Certainly Geraldine Laybourne, who ran Nickelodeon and then the Oxygen network, didn’t need any studies to show her that. Over lunch in a corner office high above Manhattan’s East Side, she explained she was constantly experimenting with work practices, even decades ago, to encourage motivation, innovation, and loyalty.
“I had one guy in marketing who I thought was having trouble concentrating on big ideas. He was just coming in, spending terrible hours, and not producing,” she remembers. “I told him he had to stay home on Fridays. ‘You have to stay home and think. You cannot come in on Fridays!’ ” she told him, laughing. “So there were a lot of kooky things we did.”
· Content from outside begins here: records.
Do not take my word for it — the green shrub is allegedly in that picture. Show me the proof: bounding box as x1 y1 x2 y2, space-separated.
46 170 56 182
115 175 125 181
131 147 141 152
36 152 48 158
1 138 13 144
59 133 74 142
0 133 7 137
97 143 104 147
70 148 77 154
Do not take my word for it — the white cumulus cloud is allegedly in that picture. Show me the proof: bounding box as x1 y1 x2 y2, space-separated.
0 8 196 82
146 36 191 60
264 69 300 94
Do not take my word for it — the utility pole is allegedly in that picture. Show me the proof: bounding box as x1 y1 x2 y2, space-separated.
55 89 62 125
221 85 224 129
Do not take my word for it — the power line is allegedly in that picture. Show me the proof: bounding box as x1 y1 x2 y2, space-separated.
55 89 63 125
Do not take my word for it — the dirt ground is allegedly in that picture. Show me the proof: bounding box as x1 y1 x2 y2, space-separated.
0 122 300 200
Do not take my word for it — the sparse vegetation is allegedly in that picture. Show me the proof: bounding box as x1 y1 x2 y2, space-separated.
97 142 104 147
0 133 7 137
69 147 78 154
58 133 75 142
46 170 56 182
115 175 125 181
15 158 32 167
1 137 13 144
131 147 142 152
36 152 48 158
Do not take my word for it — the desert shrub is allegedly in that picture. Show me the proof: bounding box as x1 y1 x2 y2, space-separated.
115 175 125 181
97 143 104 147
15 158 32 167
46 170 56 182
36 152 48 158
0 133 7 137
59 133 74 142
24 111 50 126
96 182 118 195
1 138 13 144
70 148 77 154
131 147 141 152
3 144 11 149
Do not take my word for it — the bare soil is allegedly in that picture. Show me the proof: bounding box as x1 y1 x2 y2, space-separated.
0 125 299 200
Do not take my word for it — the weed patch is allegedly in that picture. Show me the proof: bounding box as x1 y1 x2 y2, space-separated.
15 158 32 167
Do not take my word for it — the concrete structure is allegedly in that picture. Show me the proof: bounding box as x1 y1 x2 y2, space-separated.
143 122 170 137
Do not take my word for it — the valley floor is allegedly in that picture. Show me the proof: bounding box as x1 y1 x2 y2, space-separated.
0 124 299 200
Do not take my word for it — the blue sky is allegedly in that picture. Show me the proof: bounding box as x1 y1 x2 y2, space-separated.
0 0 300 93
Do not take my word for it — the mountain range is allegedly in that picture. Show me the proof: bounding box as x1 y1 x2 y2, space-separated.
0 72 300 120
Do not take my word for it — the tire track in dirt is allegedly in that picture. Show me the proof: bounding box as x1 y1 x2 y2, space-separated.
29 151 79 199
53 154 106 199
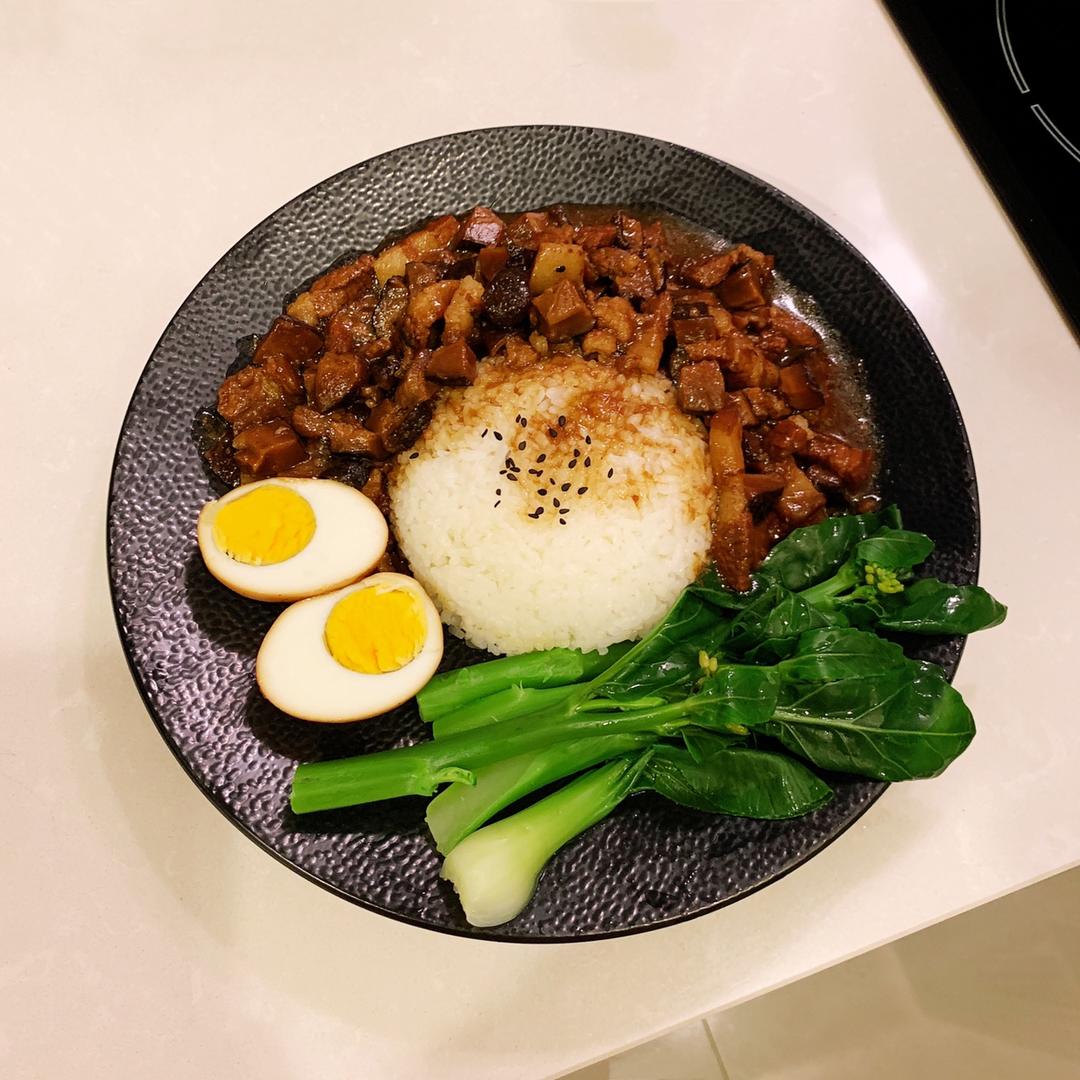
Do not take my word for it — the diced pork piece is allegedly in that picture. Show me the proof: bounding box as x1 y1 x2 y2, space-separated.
372 274 408 340
254 315 323 366
402 281 458 349
765 410 811 454
532 281 595 341
262 353 303 404
727 390 760 427
405 260 446 292
293 405 387 458
672 315 719 345
805 434 874 490
708 405 753 592
484 266 531 330
743 473 786 499
623 293 672 375
375 214 458 285
708 405 746 478
731 303 772 333
804 462 843 491
476 247 510 281
591 296 638 345
394 350 438 409
712 334 769 390
232 421 308 480
679 252 737 289
590 247 657 299
775 461 825 526
716 262 769 308
367 400 431 454
326 294 378 352
315 352 367 413
507 211 555 252
443 274 484 343
427 338 477 384
780 363 825 409
287 255 376 326
581 329 619 360
529 243 585 296
675 360 727 413
615 211 645 255
459 206 507 247
217 364 292 432
501 334 540 367
743 387 792 420
360 469 390 514
573 225 619 252
770 303 821 349
537 221 573 247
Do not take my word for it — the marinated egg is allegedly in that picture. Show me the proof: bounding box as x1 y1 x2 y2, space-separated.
255 573 443 724
198 476 389 600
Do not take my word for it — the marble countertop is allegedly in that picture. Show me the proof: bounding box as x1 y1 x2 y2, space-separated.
0 0 1080 1080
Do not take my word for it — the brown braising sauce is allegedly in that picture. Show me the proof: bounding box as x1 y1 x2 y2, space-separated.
197 206 878 589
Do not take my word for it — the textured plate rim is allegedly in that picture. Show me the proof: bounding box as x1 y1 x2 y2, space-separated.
105 123 982 945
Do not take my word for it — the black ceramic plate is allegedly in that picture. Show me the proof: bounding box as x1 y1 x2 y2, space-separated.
108 126 978 941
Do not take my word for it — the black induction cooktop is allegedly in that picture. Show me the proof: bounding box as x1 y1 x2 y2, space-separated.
885 0 1080 337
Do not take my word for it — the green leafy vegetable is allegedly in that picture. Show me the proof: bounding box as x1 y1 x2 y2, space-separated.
292 508 1005 926
443 751 649 927
637 745 833 820
416 642 632 723
427 733 656 855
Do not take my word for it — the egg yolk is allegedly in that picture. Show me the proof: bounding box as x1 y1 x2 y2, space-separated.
214 484 315 566
325 586 428 675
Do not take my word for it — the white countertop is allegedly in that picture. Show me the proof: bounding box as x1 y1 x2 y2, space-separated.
0 0 1080 1080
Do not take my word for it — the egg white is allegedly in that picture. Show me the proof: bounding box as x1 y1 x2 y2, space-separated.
197 476 390 602
255 573 443 724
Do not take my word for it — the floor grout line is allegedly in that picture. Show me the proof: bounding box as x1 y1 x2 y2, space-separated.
701 1020 731 1080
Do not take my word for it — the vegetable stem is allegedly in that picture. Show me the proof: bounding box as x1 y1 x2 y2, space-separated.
416 642 632 723
431 686 573 739
443 751 650 927
427 732 657 855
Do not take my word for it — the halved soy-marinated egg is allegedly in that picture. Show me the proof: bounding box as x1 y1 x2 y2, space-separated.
198 476 389 600
255 573 443 724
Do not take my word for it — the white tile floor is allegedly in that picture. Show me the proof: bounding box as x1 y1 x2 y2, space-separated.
567 869 1080 1080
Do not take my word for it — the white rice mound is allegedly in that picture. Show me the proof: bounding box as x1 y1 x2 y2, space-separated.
390 356 712 653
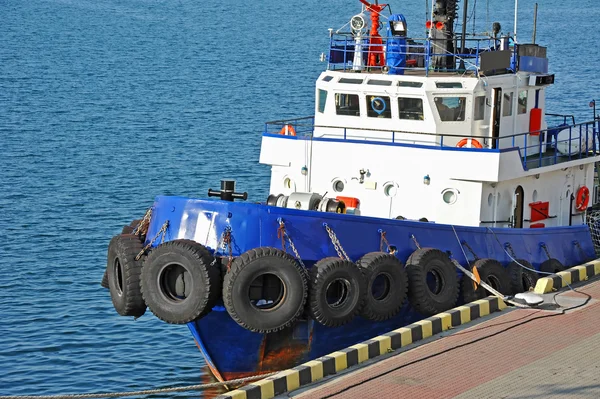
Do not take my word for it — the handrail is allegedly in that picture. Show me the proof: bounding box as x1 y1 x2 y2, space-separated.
327 32 508 74
264 116 600 170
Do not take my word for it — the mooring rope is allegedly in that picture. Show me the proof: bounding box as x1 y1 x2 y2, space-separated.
0 372 278 399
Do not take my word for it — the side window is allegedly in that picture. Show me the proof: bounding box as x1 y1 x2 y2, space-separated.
434 97 467 122
473 96 485 121
502 92 513 116
398 97 423 121
335 93 360 116
319 89 327 113
517 90 527 115
366 95 392 118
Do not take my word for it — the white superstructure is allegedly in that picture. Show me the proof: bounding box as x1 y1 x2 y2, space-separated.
260 8 600 228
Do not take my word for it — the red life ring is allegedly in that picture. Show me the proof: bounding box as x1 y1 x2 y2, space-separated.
279 125 296 136
575 186 590 212
456 139 483 148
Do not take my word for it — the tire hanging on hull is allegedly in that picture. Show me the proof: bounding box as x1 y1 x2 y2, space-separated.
100 219 144 289
141 239 221 324
506 259 538 295
461 259 512 303
540 258 565 277
106 234 146 317
308 257 366 327
406 248 458 316
223 247 308 333
357 252 408 321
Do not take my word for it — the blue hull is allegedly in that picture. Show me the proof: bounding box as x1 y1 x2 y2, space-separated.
147 196 595 379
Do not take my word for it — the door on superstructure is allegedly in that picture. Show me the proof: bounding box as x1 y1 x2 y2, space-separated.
513 186 523 229
492 87 502 148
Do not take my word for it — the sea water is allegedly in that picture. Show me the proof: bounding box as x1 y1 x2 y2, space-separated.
0 0 600 397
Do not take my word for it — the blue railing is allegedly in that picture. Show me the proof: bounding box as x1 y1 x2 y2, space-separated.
327 33 514 75
264 116 600 170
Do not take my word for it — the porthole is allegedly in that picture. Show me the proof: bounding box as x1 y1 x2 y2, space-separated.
332 179 346 193
383 182 398 197
442 188 458 205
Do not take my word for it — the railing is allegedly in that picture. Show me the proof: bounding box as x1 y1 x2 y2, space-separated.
327 33 514 75
264 116 600 170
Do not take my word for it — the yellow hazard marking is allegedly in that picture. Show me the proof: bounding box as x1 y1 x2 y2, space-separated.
533 277 554 294
498 298 507 310
474 299 490 317
454 306 471 324
436 313 452 331
415 320 433 339
274 370 300 391
327 352 348 372
589 260 600 275
249 380 275 398
394 327 412 346
573 265 588 281
556 271 571 287
227 389 247 399
303 360 323 382
350 344 369 363
373 336 392 355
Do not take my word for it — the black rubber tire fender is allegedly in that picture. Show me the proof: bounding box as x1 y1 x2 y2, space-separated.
406 248 458 316
141 239 221 324
223 247 308 333
540 258 565 277
462 259 512 303
506 259 538 295
106 234 146 317
356 252 408 321
100 219 143 289
308 257 367 327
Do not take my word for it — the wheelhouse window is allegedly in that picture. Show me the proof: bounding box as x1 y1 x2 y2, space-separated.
517 90 527 115
335 93 360 116
319 89 327 113
502 92 513 116
473 96 485 121
366 95 392 118
398 97 423 121
434 97 467 122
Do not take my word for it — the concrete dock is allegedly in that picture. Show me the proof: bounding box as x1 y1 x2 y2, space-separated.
286 277 600 399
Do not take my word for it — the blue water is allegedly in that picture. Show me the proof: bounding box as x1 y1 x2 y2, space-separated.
0 0 600 397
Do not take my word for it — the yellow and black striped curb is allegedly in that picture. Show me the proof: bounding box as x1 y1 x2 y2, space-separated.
217 297 506 399
534 259 600 294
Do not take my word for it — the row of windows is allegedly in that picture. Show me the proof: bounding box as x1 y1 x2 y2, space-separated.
330 91 423 120
318 89 528 122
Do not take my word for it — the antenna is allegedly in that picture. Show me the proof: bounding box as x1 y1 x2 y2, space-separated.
514 0 519 43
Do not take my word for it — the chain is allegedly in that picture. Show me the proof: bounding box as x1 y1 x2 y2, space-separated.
323 223 350 260
410 234 421 249
378 229 396 255
504 242 517 260
277 218 306 270
461 241 479 260
540 243 552 259
133 208 152 235
0 372 277 399
135 220 169 260
223 226 233 271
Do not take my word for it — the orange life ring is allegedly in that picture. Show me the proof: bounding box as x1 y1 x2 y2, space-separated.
575 186 590 211
456 139 483 148
279 125 296 136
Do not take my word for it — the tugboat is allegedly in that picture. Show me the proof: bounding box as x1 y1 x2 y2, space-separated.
103 0 600 380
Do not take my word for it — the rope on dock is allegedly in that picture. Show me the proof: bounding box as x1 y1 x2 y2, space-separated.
0 372 277 399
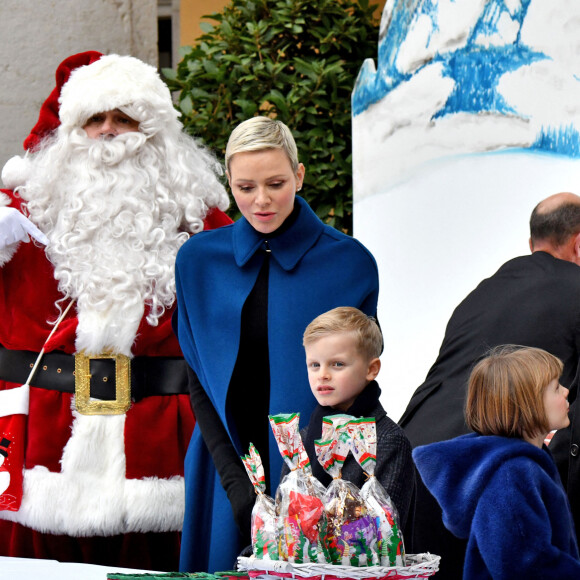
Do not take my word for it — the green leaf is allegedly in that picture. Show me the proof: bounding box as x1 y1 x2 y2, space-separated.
162 0 379 232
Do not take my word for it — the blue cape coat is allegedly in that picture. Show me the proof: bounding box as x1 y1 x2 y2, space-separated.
176 197 378 572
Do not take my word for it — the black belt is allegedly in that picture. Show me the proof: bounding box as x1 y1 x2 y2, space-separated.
0 346 189 401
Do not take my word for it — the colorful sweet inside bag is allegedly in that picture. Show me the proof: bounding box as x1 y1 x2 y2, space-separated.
238 413 439 580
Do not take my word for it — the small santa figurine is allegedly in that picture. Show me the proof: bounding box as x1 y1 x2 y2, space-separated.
0 52 230 570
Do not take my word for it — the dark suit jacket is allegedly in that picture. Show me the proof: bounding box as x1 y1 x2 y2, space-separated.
399 252 580 579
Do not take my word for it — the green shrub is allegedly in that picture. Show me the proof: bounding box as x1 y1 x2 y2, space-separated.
163 0 378 233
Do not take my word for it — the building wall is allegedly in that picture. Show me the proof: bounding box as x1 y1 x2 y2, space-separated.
0 0 157 177
180 0 386 46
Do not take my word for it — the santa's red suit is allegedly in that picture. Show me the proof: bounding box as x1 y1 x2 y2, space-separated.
0 57 231 570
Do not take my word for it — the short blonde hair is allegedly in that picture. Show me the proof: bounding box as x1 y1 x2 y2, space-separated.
225 117 299 173
302 306 383 360
465 344 564 438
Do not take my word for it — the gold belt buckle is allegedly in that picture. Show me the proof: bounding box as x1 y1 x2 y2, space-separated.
75 352 131 415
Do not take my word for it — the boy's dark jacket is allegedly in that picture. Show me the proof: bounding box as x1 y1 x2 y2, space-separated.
282 381 415 536
413 433 580 580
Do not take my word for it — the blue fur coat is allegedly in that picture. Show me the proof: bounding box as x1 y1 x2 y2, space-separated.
413 433 580 580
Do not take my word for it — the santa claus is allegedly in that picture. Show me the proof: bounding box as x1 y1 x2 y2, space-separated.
0 52 230 570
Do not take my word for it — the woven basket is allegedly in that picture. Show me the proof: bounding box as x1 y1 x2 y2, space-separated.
238 553 441 580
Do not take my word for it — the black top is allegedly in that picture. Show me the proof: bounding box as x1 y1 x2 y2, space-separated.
189 204 300 543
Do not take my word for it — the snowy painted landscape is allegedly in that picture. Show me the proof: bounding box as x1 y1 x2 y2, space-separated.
352 0 580 419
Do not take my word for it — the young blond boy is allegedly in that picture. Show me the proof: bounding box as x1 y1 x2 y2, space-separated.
292 307 415 531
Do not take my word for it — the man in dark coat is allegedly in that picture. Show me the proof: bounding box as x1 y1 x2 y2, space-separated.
399 193 580 580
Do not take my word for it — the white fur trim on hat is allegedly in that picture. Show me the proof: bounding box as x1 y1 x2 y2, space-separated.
59 54 179 128
2 155 31 189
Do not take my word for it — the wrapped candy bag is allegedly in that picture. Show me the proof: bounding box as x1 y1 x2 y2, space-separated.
242 443 278 560
314 415 379 566
348 418 405 566
270 413 325 563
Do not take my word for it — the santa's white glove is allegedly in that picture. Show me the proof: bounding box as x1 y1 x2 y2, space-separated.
0 207 48 248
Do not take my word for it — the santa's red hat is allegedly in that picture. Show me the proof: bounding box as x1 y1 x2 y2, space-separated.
2 51 181 189
2 50 103 189
24 50 103 151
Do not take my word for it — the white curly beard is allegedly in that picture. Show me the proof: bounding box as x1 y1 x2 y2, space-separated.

And at Oxygen, years later, she could finally create with utter ease the environment that nurtured the handpicked female talent she thought was critical to the company’s success.
“We liked to hear about the kids. If you had to go to a play, you didn’t have to hide that.” She shrugs. “At one point at Oxygen we
had twenty-four babies—twenty-four vice presidents out on maternity leave at the same time. And we had two senior vice presidents who were part time.”
You can probably think of a moment when you’ve been so well treated at work you were inspired to do even more.
katty I recently renegotiated my job at the BBC. A new boss arrived from an American network to shake up our evening news. The job I was offered was less prestigious than my previous job, and I was of two minds about whether to take it at all. I had a couple of other offers so was in the luxurious position of being able to walk away if I didn’t get the terms I needed. It’s fair to say I was a disgruntled employee! So I went into the meeting pretty militant; I would work flexibly or not at all. My specific condition was that if I wasn’t needed on air for that evening’s show, I wouldn’t go in to the office that day. I expected at the very minimum a mutter of resistance—but to my surprise, I didn’t even get a silent raised eyebrow. "That’s fine,” he said. And he kept to his word. No appearance on air, no appearance in the office. But here’s what’s interesting, and what I hadn’t really anticipated: it’s a freedom I am so grateful for that when I am needed I happily put in the extra effort. I win and the program wins.”
We’ve all heard those stories about women who sneak out of work in a blizzard to go to the school play but leave their coats hanging over their chair in the office so their boss won’t realize they’ve left the building. It’s tragic how pathetic the tyranny of the office can be. We slip out anyway, but we resent our employers for it. It is far better to allow people freedom, and win their gratitude, not their resentment.